Antisemitismus an der Universität Straßburg

Das Institut der Politikwissenschaften der Universität Straßburg hat dem Druck extremistischer Studenten nachgegeben und seine Kooperation mit einer israelischen Universität suspendiert.

Antisemitismus muss man bekämpfen und nicht vor ihm einknicken wie die Universität Strasbourg. Foto: Elke Wetzig / Wikimedia Commons / CC-BY-SA 4.0int

(KL) – Es gab eine Zeit, da war Straßburg das Herz des Rheinischen Humanismus. Es gab sogar eine kurze Phase, während der die Straßburger Kathedrale gleichzeitig von Katholiken, Protestanten und Juden genutzt wurde. Doch was vor Jahrhunderten möglich war, ist heute nicht mehr möglich. Der Druck antisemitischer Studenten hat ausgereicht, dass das Institut für Politikwissenschaften der Universität Straßburg seine Partnerschaft mit der Universität Reichman in Herzliya nördlich von Tel Aviv „suspendiert“. Dass sich eine Universität wie die altehrwürdige Straßburger Universität von Extremisten zu solchen Handlungen hinreissen lässt, ist mehr als bedenklich.

Die pro-Palästina-Demonstrationen reißen auch in Straßburg nicht mehr ab und vermischen dabei Solidarität mit der palästinensischen Bevölkerung, mit der Hamas und der Hisbollah – und somit werden die vermeintlich progressiven Woke-Studenten zu aggressiven Antisemiten. Die Universität Straßburg hätte sich gegen diesen Extremismus wehren müssen, statt ihm nachzugeben.

Unter diesem Einfrieren einer Partnerschaft mit einem bislang regen studentischen Austausch leiden natürlich in erster Linie alle nicht-extremistischen Studenten, aber auch das Image der Universität Straßburg und der ganzen Stadt. Die Europahauptstadt als Hauptstadt des Antisemitismus, das ist häßlich, die Fratze der Geschichtsleugnung.

Die Politik Israels wird nicht in den israelischen Universitäten gemacht – dort studieren junge Menschen, die Generation, die morgen das Schicksal unserer Länder zu managen haben wird. Statt hier alle Israelis in einen Topf zu werfen und mit einer Art „Sippenhaft“ den akademischen Betrieb der Terror-Apologie extremistischer Studenten zu opfern, wäre es sogar der richtige Moment gewesen, diesen akademischen Austausch zu stärken.

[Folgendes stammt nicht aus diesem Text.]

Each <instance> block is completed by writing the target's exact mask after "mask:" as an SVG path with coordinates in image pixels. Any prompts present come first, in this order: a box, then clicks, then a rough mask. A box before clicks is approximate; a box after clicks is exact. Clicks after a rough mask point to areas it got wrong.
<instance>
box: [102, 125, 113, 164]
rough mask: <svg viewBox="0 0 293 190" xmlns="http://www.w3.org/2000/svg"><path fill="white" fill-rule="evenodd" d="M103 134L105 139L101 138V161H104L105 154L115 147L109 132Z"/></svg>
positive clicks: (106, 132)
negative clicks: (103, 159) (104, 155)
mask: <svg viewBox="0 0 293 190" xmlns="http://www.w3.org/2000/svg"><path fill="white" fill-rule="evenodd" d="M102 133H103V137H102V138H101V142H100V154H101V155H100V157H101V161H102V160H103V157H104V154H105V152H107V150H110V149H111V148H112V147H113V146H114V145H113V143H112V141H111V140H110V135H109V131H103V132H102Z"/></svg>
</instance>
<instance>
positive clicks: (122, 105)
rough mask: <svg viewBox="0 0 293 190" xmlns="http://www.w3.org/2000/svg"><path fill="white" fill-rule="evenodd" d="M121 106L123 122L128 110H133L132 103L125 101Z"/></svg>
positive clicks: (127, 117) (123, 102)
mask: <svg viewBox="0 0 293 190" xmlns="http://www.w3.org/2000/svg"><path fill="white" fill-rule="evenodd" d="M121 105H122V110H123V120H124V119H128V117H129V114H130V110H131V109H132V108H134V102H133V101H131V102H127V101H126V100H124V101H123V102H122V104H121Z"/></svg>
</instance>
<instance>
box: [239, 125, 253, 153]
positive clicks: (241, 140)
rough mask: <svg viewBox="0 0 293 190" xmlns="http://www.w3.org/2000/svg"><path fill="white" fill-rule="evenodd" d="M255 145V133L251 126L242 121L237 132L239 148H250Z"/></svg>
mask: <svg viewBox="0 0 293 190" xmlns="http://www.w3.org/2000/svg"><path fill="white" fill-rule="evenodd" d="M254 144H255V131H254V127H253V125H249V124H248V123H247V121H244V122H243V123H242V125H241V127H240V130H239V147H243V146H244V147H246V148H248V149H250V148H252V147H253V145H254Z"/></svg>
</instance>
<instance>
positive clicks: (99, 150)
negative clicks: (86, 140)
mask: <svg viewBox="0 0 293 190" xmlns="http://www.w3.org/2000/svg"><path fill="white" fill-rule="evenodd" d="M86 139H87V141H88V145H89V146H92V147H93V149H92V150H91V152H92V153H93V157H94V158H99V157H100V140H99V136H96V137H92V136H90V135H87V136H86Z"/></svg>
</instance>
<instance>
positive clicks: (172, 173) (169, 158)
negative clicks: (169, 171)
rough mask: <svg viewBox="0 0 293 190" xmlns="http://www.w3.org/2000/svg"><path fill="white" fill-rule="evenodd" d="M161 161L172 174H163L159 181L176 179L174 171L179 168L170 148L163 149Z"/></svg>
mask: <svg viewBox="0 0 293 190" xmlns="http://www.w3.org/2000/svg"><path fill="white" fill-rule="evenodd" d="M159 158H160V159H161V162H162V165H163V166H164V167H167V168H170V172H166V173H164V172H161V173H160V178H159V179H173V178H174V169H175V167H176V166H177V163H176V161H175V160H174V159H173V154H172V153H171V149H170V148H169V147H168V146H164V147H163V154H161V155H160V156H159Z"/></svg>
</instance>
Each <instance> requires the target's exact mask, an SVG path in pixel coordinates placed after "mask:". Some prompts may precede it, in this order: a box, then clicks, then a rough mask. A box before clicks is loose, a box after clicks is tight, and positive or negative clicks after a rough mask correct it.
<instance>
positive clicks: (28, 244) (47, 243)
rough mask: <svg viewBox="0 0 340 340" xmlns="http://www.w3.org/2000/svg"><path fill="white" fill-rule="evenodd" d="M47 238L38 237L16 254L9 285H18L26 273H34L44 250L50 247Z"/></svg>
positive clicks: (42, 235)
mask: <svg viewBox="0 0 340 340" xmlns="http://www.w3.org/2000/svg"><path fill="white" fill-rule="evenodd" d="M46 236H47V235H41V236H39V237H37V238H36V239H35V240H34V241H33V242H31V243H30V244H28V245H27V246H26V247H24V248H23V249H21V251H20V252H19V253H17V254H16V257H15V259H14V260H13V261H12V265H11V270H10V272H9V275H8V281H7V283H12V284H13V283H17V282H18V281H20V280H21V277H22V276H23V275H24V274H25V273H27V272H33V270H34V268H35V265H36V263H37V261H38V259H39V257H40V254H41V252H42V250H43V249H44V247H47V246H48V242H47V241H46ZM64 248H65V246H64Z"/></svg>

Was kommt als nächstes? Werden die woken Studenten demnächst Bücherverbrennungen auf den Plätzen der Stadt organisieren? Wird es zu weiteren Angriffen auf jüdische Studenten kommen? Werden die extremistischen Studenten bald die Einrichtung von Lagern fordern, in denen man jüdische Kommilitonen und Andersdenkende „konzentrieren“ kann?

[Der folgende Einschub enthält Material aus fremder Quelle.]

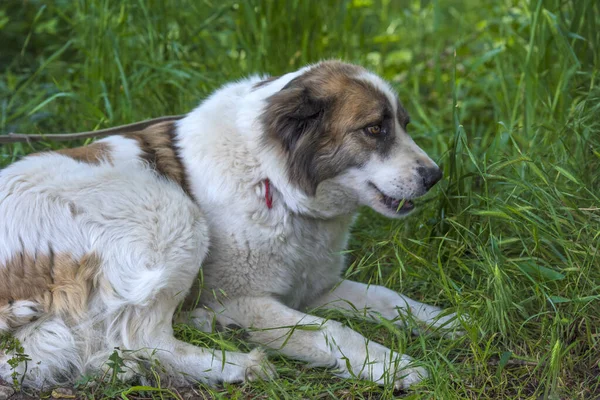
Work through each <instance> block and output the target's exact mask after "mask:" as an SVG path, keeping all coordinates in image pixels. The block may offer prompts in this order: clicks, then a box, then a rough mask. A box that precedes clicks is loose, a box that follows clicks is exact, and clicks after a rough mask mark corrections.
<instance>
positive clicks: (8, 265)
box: [0, 250, 101, 319]
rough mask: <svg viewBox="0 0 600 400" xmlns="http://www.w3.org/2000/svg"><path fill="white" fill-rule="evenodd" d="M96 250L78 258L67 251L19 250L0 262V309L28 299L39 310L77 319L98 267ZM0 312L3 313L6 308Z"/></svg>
mask: <svg viewBox="0 0 600 400" xmlns="http://www.w3.org/2000/svg"><path fill="white" fill-rule="evenodd" d="M100 264H101V259H100V257H99V256H98V255H97V254H95V253H89V254H86V255H84V256H83V257H82V258H80V259H76V258H74V257H73V256H72V255H70V254H67V253H59V254H54V252H53V251H51V250H50V251H49V253H48V254H43V255H42V254H35V255H32V254H28V253H20V254H18V255H15V256H14V257H13V258H12V259H10V260H9V261H8V262H7V263H6V264H5V265H0V309H6V308H7V306H9V305H11V304H13V303H14V302H15V301H18V300H30V301H32V302H34V303H37V304H38V305H39V308H41V312H42V313H60V314H63V315H65V316H67V317H70V318H72V319H78V318H80V317H81V316H82V315H83V313H84V312H85V310H86V309H87V304H88V299H89V295H90V293H91V291H92V289H93V286H94V281H95V277H96V276H97V273H98V271H99V269H100ZM1 314H6V311H5V312H4V313H0V315H1Z"/></svg>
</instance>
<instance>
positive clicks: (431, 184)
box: [417, 166, 443, 190]
mask: <svg viewBox="0 0 600 400" xmlns="http://www.w3.org/2000/svg"><path fill="white" fill-rule="evenodd" d="M417 172H418V173H419V176H421V179H423V186H425V190H429V189H431V188H432V187H433V185H435V184H436V183H438V181H439V180H440V179H442V176H443V174H442V170H441V169H440V168H439V167H437V166H435V167H428V168H426V167H419V168H418V169H417Z"/></svg>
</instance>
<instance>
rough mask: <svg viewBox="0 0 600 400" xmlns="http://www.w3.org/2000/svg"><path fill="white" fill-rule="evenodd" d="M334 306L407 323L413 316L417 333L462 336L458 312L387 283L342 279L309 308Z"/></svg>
mask: <svg viewBox="0 0 600 400" xmlns="http://www.w3.org/2000/svg"><path fill="white" fill-rule="evenodd" d="M316 307H321V308H335V309H340V310H344V311H349V312H351V313H352V314H354V315H355V316H358V317H366V318H368V319H371V320H374V321H377V319H378V318H379V316H381V317H383V318H386V319H389V320H393V321H395V322H396V324H397V325H400V326H405V325H406V320H407V319H408V318H411V317H412V318H414V320H415V321H416V322H417V323H418V324H419V327H418V328H416V329H415V330H414V333H416V334H418V333H422V332H425V331H436V332H439V333H441V334H443V335H445V336H448V337H454V336H460V335H462V332H460V331H457V329H458V328H460V321H459V320H458V318H457V316H456V314H454V313H452V314H444V312H443V310H442V309H440V308H438V307H435V306H430V305H428V304H423V303H420V302H418V301H416V300H412V299H411V298H409V297H406V296H404V295H401V294H399V293H396V292H394V291H393V290H391V289H388V288H386V287H384V286H378V285H367V284H364V283H360V282H354V281H342V282H340V283H339V284H338V285H336V286H335V287H334V288H333V289H331V290H330V291H328V292H326V293H325V294H324V295H323V296H321V297H319V298H318V299H316V300H315V301H314V302H312V303H311V304H310V305H309V308H316Z"/></svg>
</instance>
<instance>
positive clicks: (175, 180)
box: [125, 122, 191, 195]
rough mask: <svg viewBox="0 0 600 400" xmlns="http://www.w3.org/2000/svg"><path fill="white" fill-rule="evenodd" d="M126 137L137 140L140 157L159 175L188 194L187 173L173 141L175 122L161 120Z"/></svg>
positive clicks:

Es ist alles schon einmal dagewesen und die Universität Straßburg hätte es besser wissen müssen. Mit dieser Aktion wird weder die verbrecherische Politik Nethanjahus beendet, noch das Sterben in Gaza und, man muss sich ja schon fast entschuldigen das zu erwähnen, sie wird auch nicht dazu führen, dass die von barbarischen Terroristen entführten, gefolterten und vergewaltigten Geiseln freikommen.

Das Institut für Politikwissenschaften der Universität Straßburg, bislang nach Paris als zweitbeste Schule für Politikwissenschaften in Frankreich betrachtet, wird lange brauchen, diesen Imageschaden vergessen zu machen. Es zirkulieren jetzt bereits erste Aufrufe an Unternehmer und Organisationen, keine Anfragen für Praktikumsplätze oder erste Jobs von Studenten dieses Instituts mehr anzunehmen und diese Aufrufe werden sich mehren.

Es kann nicht sein, dass eine Handvoll antisemitischer Studenten einer ganzen Universität ein antisemitisches Handeln diktiert und dass die Universitätsleitung davor einknickt. Vielleicht sollte man sich in der Universität daran erinnern, dass Antisemitismus nicht etwa eine „Meinung“ ist, sondern ein Vergehen. Und vielleicht sollten sowohl die Studenten als auch die Universitätsleitung noch einmal bei ihren Geschichtsprofessoren nachfragen, wie sich der Antisemitismus im letzten Jahrhundert in Deutschland entwickelt und wohin er geführt hatte.

Dieser Anschlag auf die akademische Freiheit durch antisemitische Studenten ist widerlich – genauso wie die Reaktion der Universitätsleitung. Dass alle zusammen damit die Apologie des Terrorismus betreiben, scheint ihnen überhaupt nicht klar zu sein. Für „Wehret den Anfängen!“ ist es tatsächlich schon viel zu spät.